Add chained-seam findings note (medial pigeonhole)

Write up the R_T coupling, the uniform-family result (feasible n=9, infeasible
n=12 via empty size-7 universal, 0001112 blocked 210/211), and the open threads.

Co-Authored-By: Claude Opus 4.8 <noreply@anthropic.com>

papers/medial_tire_decompositions_of_plane_triangulations/experiments/chained_seam_findings.md

@@ -0,0 +1,78 @@
+# Chained seams: the medial pigeonhole, located
+
+Companion to the interface-alphabet results (`kempe_interface_admissibility_probe.py`,
+`kempe_tile_overlap_probe.py`). This note pursues the paper's §6 *medial pigeonhole
+programme* — the restriction relation `R_T` between a tire's outer and inner boundary
+states, and the open *chain-pigeonhole conjecture* — at the data level.
+
+Scripts: `kempe_transfer_relation_probe.py`, `kempe_uniform_family_probe.py`.
+
+## Background
+
+A nested chain `T_0 ⊃ T_1 ⊃ …` glues into a proper 3-colouring of `M(G)` iff
+consecutive boundary states match: `inner-state(T_i) = outer-state(T_{i+1})`
+(compatible family, paper Prop "gluing criterion"). Boundary states are necklaces
+(colours permuted, boundary walk rotated/reflected). The restriction relation
+
+```
+R_T ⊆ outer-states × inner-states
+```
+
+records which (outer, inner) boundary-state pairs one Kempe-balanced colouring of `T`
+realises jointly. The chain-pigeonhole conjecture asks whether nested `R_T`'s can ever
+compose to empty.
+
+Established earlier: the realised boundary alphabet (each side) is exactly the full
+parity-admissible set, identical inner vs outer, `n`-independent (n=9, n=12, m=3..8);
+and every *pair* of tiles overlaps, so single seams never dead-end.
+
+## Finding 1 — `R_T` is genuinely coupled
+
+`R_T` is **not** a product of its projections: a tile's inner boundary necklace
+constrains its outer one. Seen at n=9 in the `(p,q) = (4,5)` and `(5,4)` size classes
+(`product? = False`), and broadly at n=12. So "every seam individually realisable"
+does **not** trivially pass through a tile.
+
+## Finding 2 — the uniform shortcut works at n=9, breaks at n=12
+
+Question: is there one boundary state `σ_m` per level-cycle *size* that threads every
+tile simultaneously (outer face and every inner face)? If so, painting every level
+cycle `σ_m` glues any tree with no pigeonhole.
+
+- **n=9: FEASIBLE.** Unique universal per size (`|D[m]| = 1`), and notably *not*
+  monochromatic — the balanced-block necklaces
+
+  ```
+  σ3 = 012   σ4 = 0011   σ5 = 00012   σ6 = 000011
+  ```
+
+  threads all 66 tiles. (Caveat: n=9 has **no** branching tiles.)
+
+- **n=12: INFEASIBLE.** 1237 tiles (1029 bite, 175 genuinely branching). The CSP fails
+  for one sharp reason: **size-7 seams admit no universal state** (`|D[7]| = 0`).
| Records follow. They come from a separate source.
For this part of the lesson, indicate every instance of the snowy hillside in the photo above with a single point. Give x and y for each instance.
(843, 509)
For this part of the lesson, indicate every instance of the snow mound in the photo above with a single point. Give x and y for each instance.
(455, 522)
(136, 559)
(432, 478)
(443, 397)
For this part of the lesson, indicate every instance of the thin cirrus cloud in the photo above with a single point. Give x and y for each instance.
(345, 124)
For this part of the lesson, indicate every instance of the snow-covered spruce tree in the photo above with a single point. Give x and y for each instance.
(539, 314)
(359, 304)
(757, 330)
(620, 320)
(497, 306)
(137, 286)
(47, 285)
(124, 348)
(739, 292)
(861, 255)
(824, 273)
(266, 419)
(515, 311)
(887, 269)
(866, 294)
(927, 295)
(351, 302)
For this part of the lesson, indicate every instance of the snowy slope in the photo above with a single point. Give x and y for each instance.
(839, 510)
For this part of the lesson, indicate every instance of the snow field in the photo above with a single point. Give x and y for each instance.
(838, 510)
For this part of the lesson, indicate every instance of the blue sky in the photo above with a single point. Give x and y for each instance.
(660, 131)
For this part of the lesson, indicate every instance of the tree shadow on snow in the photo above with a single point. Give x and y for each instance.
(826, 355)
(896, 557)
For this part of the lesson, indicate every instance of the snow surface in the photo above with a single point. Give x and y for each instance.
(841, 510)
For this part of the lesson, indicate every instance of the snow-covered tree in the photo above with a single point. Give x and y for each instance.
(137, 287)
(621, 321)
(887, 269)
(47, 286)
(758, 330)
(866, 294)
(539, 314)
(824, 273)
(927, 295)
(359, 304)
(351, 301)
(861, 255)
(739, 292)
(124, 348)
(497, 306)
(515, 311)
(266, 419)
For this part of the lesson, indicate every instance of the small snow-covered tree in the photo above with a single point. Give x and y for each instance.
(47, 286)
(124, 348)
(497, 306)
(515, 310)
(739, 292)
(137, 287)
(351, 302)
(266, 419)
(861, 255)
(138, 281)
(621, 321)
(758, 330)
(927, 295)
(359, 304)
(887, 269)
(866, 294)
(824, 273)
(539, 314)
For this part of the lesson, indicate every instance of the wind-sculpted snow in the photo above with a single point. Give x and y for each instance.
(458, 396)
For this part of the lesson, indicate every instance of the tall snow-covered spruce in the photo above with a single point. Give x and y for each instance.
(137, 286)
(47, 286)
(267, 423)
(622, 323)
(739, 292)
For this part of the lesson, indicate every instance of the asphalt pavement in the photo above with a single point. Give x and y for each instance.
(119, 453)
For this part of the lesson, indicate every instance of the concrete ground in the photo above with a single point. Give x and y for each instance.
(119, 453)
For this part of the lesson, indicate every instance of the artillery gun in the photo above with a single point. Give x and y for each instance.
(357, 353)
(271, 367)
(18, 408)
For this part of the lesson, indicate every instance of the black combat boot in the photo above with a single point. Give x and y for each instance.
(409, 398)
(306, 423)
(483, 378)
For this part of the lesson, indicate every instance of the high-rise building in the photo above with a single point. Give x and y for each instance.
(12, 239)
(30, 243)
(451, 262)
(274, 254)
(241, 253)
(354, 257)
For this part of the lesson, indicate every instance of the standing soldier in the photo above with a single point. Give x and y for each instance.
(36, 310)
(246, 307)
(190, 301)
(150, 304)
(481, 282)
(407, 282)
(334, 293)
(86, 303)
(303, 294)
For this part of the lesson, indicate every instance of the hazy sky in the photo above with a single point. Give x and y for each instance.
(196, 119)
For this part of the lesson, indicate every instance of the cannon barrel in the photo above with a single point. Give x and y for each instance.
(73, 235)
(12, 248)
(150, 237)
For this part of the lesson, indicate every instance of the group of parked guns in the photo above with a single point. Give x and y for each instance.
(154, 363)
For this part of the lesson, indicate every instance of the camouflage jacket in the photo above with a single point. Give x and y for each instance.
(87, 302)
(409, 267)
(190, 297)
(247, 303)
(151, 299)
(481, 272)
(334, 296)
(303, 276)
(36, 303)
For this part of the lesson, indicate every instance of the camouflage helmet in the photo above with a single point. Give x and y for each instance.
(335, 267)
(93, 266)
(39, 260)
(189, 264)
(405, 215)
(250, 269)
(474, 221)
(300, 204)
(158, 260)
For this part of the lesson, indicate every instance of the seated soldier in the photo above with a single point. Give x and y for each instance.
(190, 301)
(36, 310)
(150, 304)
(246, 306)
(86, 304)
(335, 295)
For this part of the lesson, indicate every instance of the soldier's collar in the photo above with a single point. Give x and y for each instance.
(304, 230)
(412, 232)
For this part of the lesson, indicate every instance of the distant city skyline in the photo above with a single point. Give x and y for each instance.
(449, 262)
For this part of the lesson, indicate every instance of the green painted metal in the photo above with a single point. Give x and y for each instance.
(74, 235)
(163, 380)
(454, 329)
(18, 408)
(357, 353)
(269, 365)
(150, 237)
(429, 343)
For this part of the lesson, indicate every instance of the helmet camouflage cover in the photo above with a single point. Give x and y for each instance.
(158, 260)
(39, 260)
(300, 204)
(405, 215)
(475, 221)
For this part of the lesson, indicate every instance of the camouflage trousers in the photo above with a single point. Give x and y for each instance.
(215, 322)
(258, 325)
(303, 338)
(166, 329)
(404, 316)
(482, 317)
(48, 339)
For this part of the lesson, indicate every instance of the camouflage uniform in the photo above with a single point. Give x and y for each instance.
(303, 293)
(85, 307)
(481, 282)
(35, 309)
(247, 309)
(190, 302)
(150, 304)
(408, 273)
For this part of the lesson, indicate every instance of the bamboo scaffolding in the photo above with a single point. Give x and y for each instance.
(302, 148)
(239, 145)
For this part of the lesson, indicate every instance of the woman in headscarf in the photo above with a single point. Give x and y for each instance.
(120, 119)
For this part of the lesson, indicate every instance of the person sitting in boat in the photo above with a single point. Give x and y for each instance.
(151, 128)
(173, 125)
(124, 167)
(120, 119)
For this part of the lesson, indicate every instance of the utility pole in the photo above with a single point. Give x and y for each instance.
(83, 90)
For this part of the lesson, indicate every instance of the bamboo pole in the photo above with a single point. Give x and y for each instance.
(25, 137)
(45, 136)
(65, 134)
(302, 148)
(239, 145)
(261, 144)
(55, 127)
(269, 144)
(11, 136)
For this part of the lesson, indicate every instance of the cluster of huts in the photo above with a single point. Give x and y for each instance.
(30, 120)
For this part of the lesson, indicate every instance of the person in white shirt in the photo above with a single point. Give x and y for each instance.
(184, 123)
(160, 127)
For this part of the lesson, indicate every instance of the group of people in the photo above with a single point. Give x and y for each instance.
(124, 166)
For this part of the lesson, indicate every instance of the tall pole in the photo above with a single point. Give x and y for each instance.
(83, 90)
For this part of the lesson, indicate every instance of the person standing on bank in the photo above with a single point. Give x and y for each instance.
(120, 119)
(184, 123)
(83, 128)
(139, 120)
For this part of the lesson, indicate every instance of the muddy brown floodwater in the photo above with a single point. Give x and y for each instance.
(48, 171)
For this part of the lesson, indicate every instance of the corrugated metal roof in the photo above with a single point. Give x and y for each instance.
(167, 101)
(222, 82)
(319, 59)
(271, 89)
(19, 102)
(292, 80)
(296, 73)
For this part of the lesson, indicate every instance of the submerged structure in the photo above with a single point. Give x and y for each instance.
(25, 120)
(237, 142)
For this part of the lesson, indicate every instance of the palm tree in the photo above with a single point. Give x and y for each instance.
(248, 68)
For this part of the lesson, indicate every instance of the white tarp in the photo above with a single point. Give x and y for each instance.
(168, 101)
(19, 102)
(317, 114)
The
+  211 size-7 boundaries realise all 10 admissible necklaces between them, but their
+  intersection is empty — the near-universal `0001112` lands on **210 of 211**,
+  blocked by a single tile.
+
+Per-size universal domain sizes at n=12: `3:1  4:1  5:1  6:2  7:0  8:4  9:1`.
+
+## Finding 3 — interpretation
+
+Universals vanish as the tile population grows (more boundaries of a given size → more
+sets to intersect → empty), so the "paint every seam identically" shortcut is doomed
+at scale; the per-interface pigeonhole choice is genuinely necessary. **But this is
+not an obstruction to gluing** — pairwise overlap still always holds, so chains still
+glue by choosing states per interface. We have *located why the conjecture is hard*:
+the difficulty lives in the non-uniform, branch-coupled selection across the tree,
+exactly where the paper's pigeonhole sits — not in any single seam or a uniform
+assignment.
+
+## Open threads
+
+- **Odd-size seams are the pressure point.** Uniformity first fails at size 7 (odd);
+  small odd sizes 3, 5 kept unique universals. Does every large odd size lose its
+  universal as `n` grows? (tracked below / in follow-up).
+- **The 210/211 near-miss.** A single tile blocks the size-7 universal — identifying
+  the "universal-breaker" tiles may expose the combinatorial core.
+- **Branch-tree composition.** n=12 has 175 true branching tiles; composing `R_T`
+  along actual trees (not just per-size uniformity) is the conjecture proper.